Hierarchical models are predictive models which combine multiple probability distributions into a structure which (hopefully) reflects the true underlying data generating process more precisely.

These models typically involve greater conceptual and computational complexity, but are able to make better predictions and parameter estimations if built effectively.

Also referred to as: multilevel models, mixed effects models.

## Key concept: Partial pooling 💡

When some of our predictor variables exhibit a natural hierarchical structure, we can make use of this information to improve our model. Typically these hierarchical variables variables are *discrete* and *exchangeable*.

Examples: - Individuals in families - Cities in states in countries - Employees in departments in companies

Examples below will consider the hierarchical relationship between cities and states. Although members of a sub-level (e.g. cities) are *somewhat* independent of each other, they are not *completely* independent. Each city provides *some* information that can be used to improve the estimates for all of the other cities.

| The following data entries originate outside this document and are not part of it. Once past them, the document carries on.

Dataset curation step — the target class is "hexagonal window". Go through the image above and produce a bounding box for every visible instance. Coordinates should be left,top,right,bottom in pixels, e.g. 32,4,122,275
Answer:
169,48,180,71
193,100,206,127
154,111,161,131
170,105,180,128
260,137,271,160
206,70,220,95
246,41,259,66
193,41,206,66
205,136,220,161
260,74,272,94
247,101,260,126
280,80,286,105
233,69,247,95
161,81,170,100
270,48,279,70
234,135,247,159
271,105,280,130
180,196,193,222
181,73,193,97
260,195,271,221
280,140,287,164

The question then, is how to effectively “pool” their information together. Partial pooling is a compromise between the two extreme cases of complete pooling (treat all cities the same) and no pooling (treat each city as independent).

### Complete pooling

On one extreme, suppose we treat all data points as members of the same population and take the “grand mean” (collective average).

- This is a good approach if our goal is to make draw conclusions on the data in
*aggregate*. Complete pooling would give us a model with the best possible in-sample fit on the grand mean. - This is a bad approach if our goal is to make predictions on specific data points. Since we entirely ignore heterogeneity across groups, our model will underestimate uncertainty, and hence will be “underfit” to the true variation between individual data points.
- Complete pooling is the “default” linear regression scenario, in which parameters are scalar values rather than vectors.

### No pooling

On the other extreme, suppose we treat each value of a categorical predictor as its own population, completely unrelated from each other. So we treat each city is its own universe, and the data from one provides us zero information about the others.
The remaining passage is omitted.